Before you begin, ensure you have the following installed:

Required Software

Database Options

You’ll need a PostgreSQL database with the pgvector extension. Choose one:
  • Local PostgreSQL - Install locally or use Docker
  • Supabase - Free cloud PostgreSQL with pgvector
  • Railway - Simple cloud PostgreSQL hosting
  • Your own PostgreSQL server

LLM Setup

Honcho uses LLMs for memory extraction, summarization, dialectic chat, and dreaming. The server will fail to start without a provider configured. You need one API key and one model. Any OpenAI-compatible endpoint works — OpenRouter, Together, Fireworks, Ollama, vLLM, or a direct vendor API. Models must support tool calling (function calling). The .env.template has provider and model lines ready for each feature. After copying it to .env, you need to set three things:
# 1. Your endpoint and API key (already uncommented in the template)
LLM_OPENAI_COMPATIBLE_BASE_URL=https://openrouter.ai/api/v1
LLM_OPENAI_COMPATIBLE_API_KEY=sk-or-v1-...

# 2. Replace "your-model-here" everywhere with your model
#    (these are spread across the Deriver, Dialectic, Summary, and Dream sections)
DERIVER_MODEL=google/gemini-2.5-flash  # e.g. google/gemini-2.5-flash
SUMMARY_MODEL=google/gemini-2.5-flash
DREAM_MODEL=google/gemini-2.5-flash
DIALECTIC_LEVELS__minimal__MODEL=google/gemini-2.5-flash
# ... same for low, medium, high, max

# 3. Everything else is already configured:
#    - PROVIDER=custom for all features (routes through your endpoint)
#    - THINKING_BUDGET_TOKENS=0 (correct for non-Anthropic models)
#    - LLM_EMBEDDING_PROVIDER=openrouter (uses same endpoint for embeddings)
Use find-and-replace to swap all your-model-here with your chosen model in one step.
For recommended model tiers per feature, using multiple providers, or direct vendor API keys, see the Configuration Guide.
Community quick-start: elkimek/honcho-self-hosted provides a one-command installer with pre-configured model tiers, interactive provider setup, and Hermes Agent integration.
Docker Compose handles the database, Redis, and Honcho server. The compose file builds the image from source (there is no pre-built image on Docker Hub). This requires Docker with BuildKit enabled — see Troubleshooting if the build fails. The compose file is production-oriented by default (ports bound to 127.0.0.1, restart policies, caching enabled). For development, uncomment the source mounts and monitoring services inside the file.

1. Clone the Repository

git clone https://github.com/plastic-labs/honcho.git
cd honcho

2. Set Up Environment Variables

Copy the example environment file and configure it:
cp .env.template .env
Edit .env and configure your LLM provider — see LLM Setup above. The database connection is set in the compose file. Auth is disabled by default (AUTH_USE_AUTH=false).

3. Start the Services

cp docker-compose.yml.example docker-compose.yml
docker compose up -d --build
The first build takes a few minutes (compiling from source). Subsequent starts are fast. This starts four services: api (port 8000), deriver (background worker), database (PostgreSQL with pgvector, port 5432), and redis (port 6379). All ports are bound to 127.0.0.1. Redis caching is enabled by default. For development, uncomment the source mount and monitoring sections inside docker-compose.yml to enable live reload, Prometheus, and Grafana.

4. Verify

Migrations run automatically on startup.
# Check all containers are running
docker compose ps

# Health check (confirms the process is up)
curl http://localhost:8000/health

# Check the deriver is processing (look for "polling" or "processing" in logs)
docker compose logs deriver --tail 20
For a full end-to-end test, see Verify Your Setup below.

Manual Setup

For more control over your environment, you can set up everything manually.

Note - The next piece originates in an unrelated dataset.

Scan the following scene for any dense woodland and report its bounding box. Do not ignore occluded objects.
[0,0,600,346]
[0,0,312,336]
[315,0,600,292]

1. Clone and Install Dependencies

git clone https://github.com/plastic-labs/honcho.git
cd honcho

# Install dependencies using uv (this will also set up Python if needed)
uv sync

# Activate the virtual environment
source .venv/bin/activate  # On Windows: .venv\Scripts\activate

2. Set Up PostgreSQL

Option A: Local PostgreSQL Installation

Install PostgreSQL and pgvector on your system: macOS (using Homebrew):
brew install postgresql
brew install pgvector
Ubuntu/Debian:
sudo apt update
sudo apt install postgresql postgresql-contrib
# Install pgvector extension (see pgvector docs for your version)
Windows: Download from postgresql.org

Option B: Docker PostgreSQL

docker run --name honcho-db \
  -e POSTGRES_USER=postgres \
  -e POSTGRES_PASSWORD=postgres \
  -p 5432:5432 \
  -d pgvector/pgvector:pg15

3. Enable Extensions

Connect to PostgreSQL and enable pgvector:
# Connect to PostgreSQL
psql -U postgres

# Enable the pgvector extension on the default database
CREATE EXTENSION IF NOT EXISTS vector;
\q

4. Configure Environment

Create a .env file with your settings:
cp .env.template .env
Edit .env — configure your LLM provider (see LLM Setup above) and set the database connection:
DB_CONNECTION_URI=postgresql+psycopg://postgres:postgres@localhost:5432/postgres
AUTH_USE_AUTH=false
LOG_LEVEL=DEBUG

5. Run Database Migrations

# Run migrations to create tables
uv run alembic upgrade head

6. Start the Server

# Start the development server
uv run fastapi dev src/main.py
The server will be available at http://localhost:8000.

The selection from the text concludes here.